As I came away from this Journey to the Heart, I was a little worried. I didn’t feel a whole lot different than when I had gone. Had I just wasted a week and a half of my life? Was I really too far gone to be responsive to the Lord? Sure, I had asked for anointing, but was that because everyone else was doing it? But now, two days after coming home, I do indeed see what God has done in me.
First, God healed my thought life. I hadn’t noticed the change, because I simply wasn’t thinking the thoughts I had been struggling with. They had disappeared so completely that I forgot that they even existed in the first place.
Second, a desire to meditate and study came over me, and a sense of the futility of the pleasures of this world. The company I work for hosts a picnic with all sorts of games every July. But this year, as I wandered around, I felt the emptiness of it all. I felt extremely bored and wished I had brought my Bible so I could study it.
Third, I am really excited about the work of God and His people. I want to get involved in an even deeper way than before. I want to have good Christian fellowship every day. I enjoy discussing God’s Word and His Work with fellow believers.
I wish that all of my friends would go on a Journey. I am eager to go again and see how much deeper I can dive into God’s Word. But in the mean while, I will keep meditating. This Journey was a springboard for me, and I intend to keep growing.
~ Allen
July 2008 Guys’ Journey

August 11th, 2008 at 3:46 pm
Thank you so much for sharing your encouraging testimony! I had some similar feelings when I went on my Journey in June, but by the end of the week I, too, wished that all of my friends could go and come away being as blessed as I had been!! God is so faithful!!

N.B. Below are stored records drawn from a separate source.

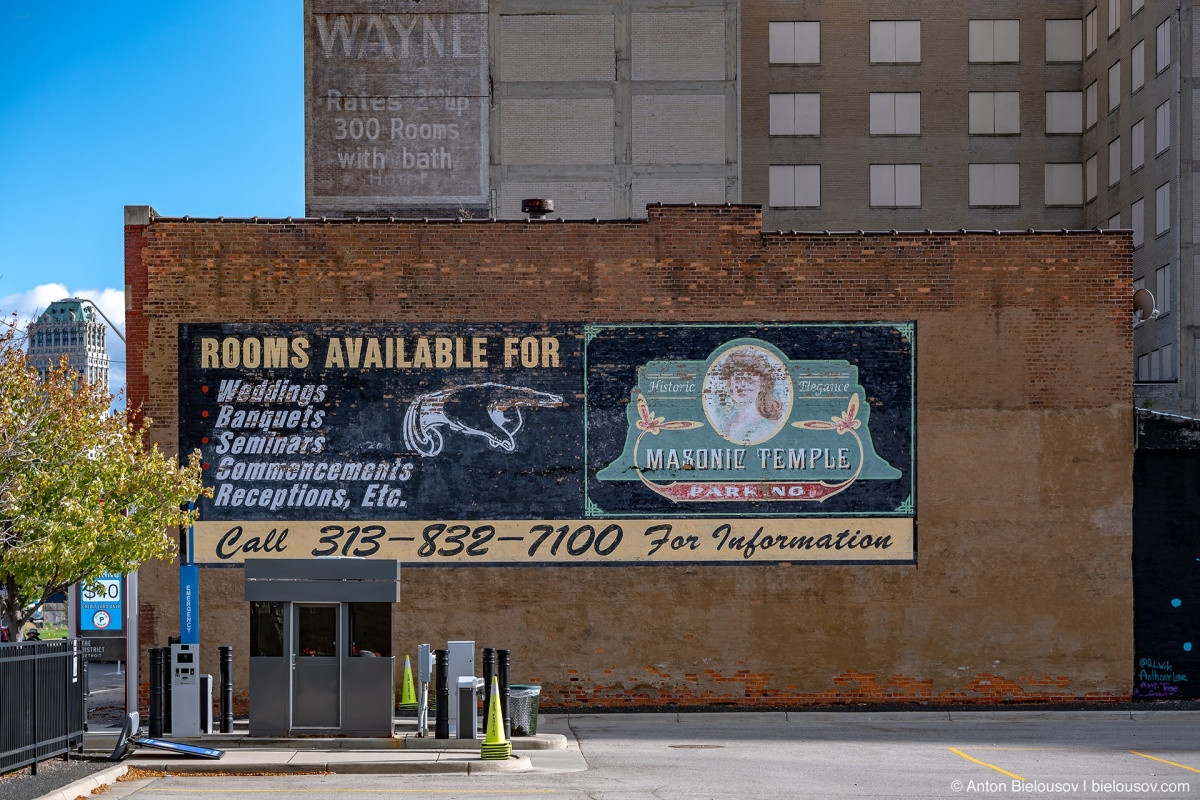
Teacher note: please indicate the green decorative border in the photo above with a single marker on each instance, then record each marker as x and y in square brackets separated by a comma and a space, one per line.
[907, 330]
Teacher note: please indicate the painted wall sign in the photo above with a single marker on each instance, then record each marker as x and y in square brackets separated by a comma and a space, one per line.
[531, 444]
[396, 104]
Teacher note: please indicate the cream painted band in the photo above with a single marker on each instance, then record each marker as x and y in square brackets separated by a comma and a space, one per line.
[564, 541]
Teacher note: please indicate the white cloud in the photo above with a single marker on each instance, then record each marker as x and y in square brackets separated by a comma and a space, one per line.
[28, 305]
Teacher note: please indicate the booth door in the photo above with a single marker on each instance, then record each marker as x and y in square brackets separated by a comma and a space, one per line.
[316, 680]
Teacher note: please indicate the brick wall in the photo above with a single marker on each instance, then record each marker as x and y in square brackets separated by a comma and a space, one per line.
[1021, 589]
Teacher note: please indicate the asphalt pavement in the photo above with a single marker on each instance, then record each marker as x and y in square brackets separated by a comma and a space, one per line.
[1110, 753]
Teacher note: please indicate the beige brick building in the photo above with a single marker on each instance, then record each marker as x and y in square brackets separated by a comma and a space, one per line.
[983, 115]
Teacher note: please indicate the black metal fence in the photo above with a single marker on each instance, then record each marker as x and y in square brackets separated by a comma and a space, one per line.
[42, 709]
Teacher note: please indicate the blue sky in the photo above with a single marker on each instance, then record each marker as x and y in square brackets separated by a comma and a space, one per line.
[193, 108]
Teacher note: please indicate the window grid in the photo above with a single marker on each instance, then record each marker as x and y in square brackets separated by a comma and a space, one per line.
[1138, 145]
[1065, 184]
[795, 186]
[993, 41]
[1163, 127]
[1162, 209]
[1065, 112]
[1163, 289]
[1163, 46]
[1138, 66]
[994, 113]
[895, 41]
[795, 42]
[895, 185]
[1065, 40]
[994, 185]
[895, 113]
[796, 114]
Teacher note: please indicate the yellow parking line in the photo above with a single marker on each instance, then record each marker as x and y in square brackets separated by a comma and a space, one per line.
[1153, 758]
[991, 767]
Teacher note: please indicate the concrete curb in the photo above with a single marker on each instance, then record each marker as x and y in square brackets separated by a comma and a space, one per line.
[85, 786]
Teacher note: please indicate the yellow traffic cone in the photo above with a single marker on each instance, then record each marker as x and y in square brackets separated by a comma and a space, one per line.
[407, 690]
[496, 747]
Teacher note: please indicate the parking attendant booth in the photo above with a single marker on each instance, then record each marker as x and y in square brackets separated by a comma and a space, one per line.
[321, 660]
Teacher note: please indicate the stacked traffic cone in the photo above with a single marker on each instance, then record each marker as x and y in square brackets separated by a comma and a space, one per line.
[407, 690]
[496, 747]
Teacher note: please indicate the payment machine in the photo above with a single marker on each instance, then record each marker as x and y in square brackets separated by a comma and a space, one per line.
[185, 690]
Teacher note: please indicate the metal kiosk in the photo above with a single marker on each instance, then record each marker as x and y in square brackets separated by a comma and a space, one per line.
[321, 657]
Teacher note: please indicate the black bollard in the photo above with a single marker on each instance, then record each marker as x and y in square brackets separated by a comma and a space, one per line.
[442, 692]
[489, 673]
[155, 692]
[502, 668]
[226, 689]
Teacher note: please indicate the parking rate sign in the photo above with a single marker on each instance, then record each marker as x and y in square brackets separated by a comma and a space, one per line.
[102, 607]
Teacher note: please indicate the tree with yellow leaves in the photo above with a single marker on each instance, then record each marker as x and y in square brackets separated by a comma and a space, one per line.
[82, 493]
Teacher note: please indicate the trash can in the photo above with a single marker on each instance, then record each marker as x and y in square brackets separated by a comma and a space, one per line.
[523, 708]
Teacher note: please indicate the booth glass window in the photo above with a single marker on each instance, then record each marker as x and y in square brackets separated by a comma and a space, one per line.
[317, 631]
[267, 630]
[371, 630]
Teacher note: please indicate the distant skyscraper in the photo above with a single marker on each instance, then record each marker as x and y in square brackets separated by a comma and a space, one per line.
[73, 329]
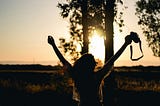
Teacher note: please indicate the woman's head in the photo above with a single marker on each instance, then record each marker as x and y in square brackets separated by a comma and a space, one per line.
[85, 63]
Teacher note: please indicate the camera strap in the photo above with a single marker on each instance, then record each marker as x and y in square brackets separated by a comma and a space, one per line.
[131, 49]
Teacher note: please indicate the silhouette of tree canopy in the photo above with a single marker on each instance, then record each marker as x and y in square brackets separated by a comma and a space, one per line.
[148, 12]
[85, 16]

August 11th, 2008 at 7:13 pm
Thanks so much for sharing Allen. God bless you as you continue to live the “Journey”.
August 21st, 2008 at 4:16 am
Thanks, Chad and Sarah. I appreciate the opportunity to have this experience. If anyone sees this and wants to pray for me, I’d appreciate it, as school starts next Monday (Aug 25) and I have an incredible load - 21 credits. That’s going to make it really hard to keep going.
September 6th, 2008 at 3:29 am
Allen, I know exactly what you mean! I was so afraid as soon as I left headquarters it would all rub off. But so far, God has woken me up every morning at 6:00 for my quiet time, and I haven’t struggled as much with wrong thoughts. I think we truly feel God working in our lives.